In the 1950s, A fairly unusual be-spectacled and slender Lieutenant Gilbert Daniels was tasked to solve one of the biggest problems in the US Air Force. A botanical loving man, not the kind of person you would associate with the testosterone-drenched lads you would expect of aerial combat, was at the helm of attempting to stop jet-fighter planes from falling from the sky.[1]
One retired pilot once said, “You never knew if you were going to end up in the dirt,” At its worst point, 17 pilots crashed in a single day!
Lieutenant Daniels had a simple job: Measure the body dimensions of 4063 pilots. Armed with a major in physical anthropology from Harvard, the Air Force believed that the design of the cockpit can help to improve the dismal rate of keeping the planes in the air.
However, Lieutenant Daniels had suspected a theory no one in the Air Force had even crossed their minds.
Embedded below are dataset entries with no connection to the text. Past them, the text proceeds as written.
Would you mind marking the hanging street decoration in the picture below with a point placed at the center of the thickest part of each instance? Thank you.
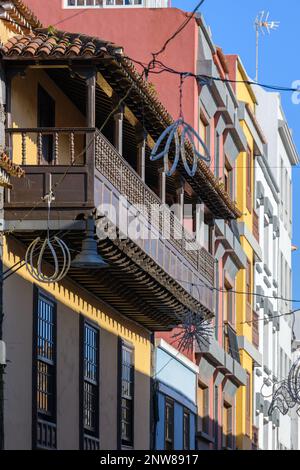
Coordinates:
(7, 170)
(286, 394)
(180, 133)
(54, 246)
(194, 328)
Holding on to his private conviction, he was all set to find that out.
He began to measured the average of 10 physical dimensions of the pilots, which were believed to be most relevant for the the cockpit re-design, including height, chest circumference, and sleeve length. This formed the dimensions of the “average pilot”, with a 30% range given for leeway. So for example, even though the average pilot height was five foot nine, the range was five seven to five eleven.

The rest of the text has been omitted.